A trancas y barrancas, Damy fue superando el trago nefasto; es más, cada
vez le resultaba más delicioso e instructivo, a medida que pasaba el tiempo y
cedía la hinchazón oblonga de su frente durante el transcurso de las jornadas
lectivas del bachillerato, pesadas y monótonas. Divertidísimo, en cuanto lo fue
olvidando para soterrarlo de forma definitiva en los abismos laberínticos de
sus pronunciadas cisuras y meninges, nos había ido narrando varias veces,
pletórico, los acontecimientos de aquel día estival azaroso. De regalo, nos
añadió todo lujo de detalles sobre sus comienzos libidinosos con la asistenta ninfómana,
sus avances y los consecuentes méritos de guerra; restregándonos, con la
intrínseca soberbia del experto, que muchos sábados lo hacía hasta tres veces
seguidas y aun, en algunas ocasiones, culminaba dos buenos polvitos sin
sacarla.
Aquellos fueron unos días inolvidables para todos nosotros: los imberbes inexpertos,
pero muy atenta cátedra. Tras el final exclusivo de los relatos del mayor de la
clase, no pudimos evitar la ocasión oportuna que nos brindaba el narrador experimentado
para volvernos a asociar por enésima vez con el mítico Onán. De esta manera,
encerrados en los mefíticos lavabos del salón de billares, y contemplando una
manida postal de la diosa Marilyn, en la cual la malograda diva nos mostraba un
conjunto negro, libidinoso, de sujetador y braga de encaje, dimos rienda suelta
sin más preámbulos a nuestras fantasías sexuales, cuyos escarceos ya nos resultaban
no sólo apremiantes, sino también cada vez más lascivos e inagotables.

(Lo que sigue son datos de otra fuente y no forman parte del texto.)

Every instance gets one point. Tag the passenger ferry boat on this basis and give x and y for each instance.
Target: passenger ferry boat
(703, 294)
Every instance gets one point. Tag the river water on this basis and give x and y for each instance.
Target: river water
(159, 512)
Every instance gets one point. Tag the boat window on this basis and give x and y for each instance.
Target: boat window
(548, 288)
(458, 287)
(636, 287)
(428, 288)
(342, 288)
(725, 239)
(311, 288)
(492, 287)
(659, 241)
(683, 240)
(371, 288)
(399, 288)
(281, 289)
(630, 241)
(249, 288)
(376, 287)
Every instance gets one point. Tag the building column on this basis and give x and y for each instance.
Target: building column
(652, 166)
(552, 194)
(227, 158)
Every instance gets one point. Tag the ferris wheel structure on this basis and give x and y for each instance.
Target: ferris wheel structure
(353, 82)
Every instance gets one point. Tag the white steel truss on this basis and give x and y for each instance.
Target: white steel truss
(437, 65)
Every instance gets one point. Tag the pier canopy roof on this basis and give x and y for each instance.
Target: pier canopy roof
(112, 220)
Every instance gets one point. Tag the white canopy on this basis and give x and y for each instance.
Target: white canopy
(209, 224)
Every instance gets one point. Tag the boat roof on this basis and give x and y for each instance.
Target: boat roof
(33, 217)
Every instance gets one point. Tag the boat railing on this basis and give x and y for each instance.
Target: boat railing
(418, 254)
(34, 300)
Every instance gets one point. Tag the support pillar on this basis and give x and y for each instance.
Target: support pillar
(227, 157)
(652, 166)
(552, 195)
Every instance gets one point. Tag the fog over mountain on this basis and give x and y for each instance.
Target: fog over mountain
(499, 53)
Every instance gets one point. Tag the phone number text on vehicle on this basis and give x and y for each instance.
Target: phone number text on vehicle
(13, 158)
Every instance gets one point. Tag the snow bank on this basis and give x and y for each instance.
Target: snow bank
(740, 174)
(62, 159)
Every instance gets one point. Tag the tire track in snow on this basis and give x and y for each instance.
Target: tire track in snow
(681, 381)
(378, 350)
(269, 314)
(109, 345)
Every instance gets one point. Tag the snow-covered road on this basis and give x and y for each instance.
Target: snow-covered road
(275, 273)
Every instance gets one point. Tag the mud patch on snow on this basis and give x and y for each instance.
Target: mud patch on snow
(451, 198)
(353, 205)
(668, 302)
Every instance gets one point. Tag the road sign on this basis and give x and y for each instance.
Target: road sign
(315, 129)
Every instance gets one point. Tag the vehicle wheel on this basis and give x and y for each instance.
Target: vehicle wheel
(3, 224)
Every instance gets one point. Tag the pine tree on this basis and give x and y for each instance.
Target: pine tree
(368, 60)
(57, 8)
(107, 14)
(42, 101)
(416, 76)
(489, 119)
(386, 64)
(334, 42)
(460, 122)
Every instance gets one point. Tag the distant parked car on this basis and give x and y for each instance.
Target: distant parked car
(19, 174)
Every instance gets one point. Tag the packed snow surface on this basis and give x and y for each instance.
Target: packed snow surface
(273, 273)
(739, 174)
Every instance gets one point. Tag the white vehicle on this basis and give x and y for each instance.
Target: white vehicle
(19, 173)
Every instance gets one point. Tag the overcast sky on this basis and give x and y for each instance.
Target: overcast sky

A causa de aquellas tardes tan instructivas
para Damy, sus progenitores, asombrados, actuaron con rapidez: despidiendo
fulminantemente –¿qué otra cosa podían haber hecho?– a la cachonda asistenta de
veinticinco añazos, iniciadora sexual,
genuina e insaciable, del precoz colega quinceañero, a posteriori, el más admirado del grupo; aunque los de la panda ya
le respetábamos mucho antes del comienzo de estas aventuras, nuevas y deliciosas;
pero, sobre todo, por su fortaleza tremenda, su destreza inigualable con los
remos y sus sobrados conocimientos náutico pesqueros.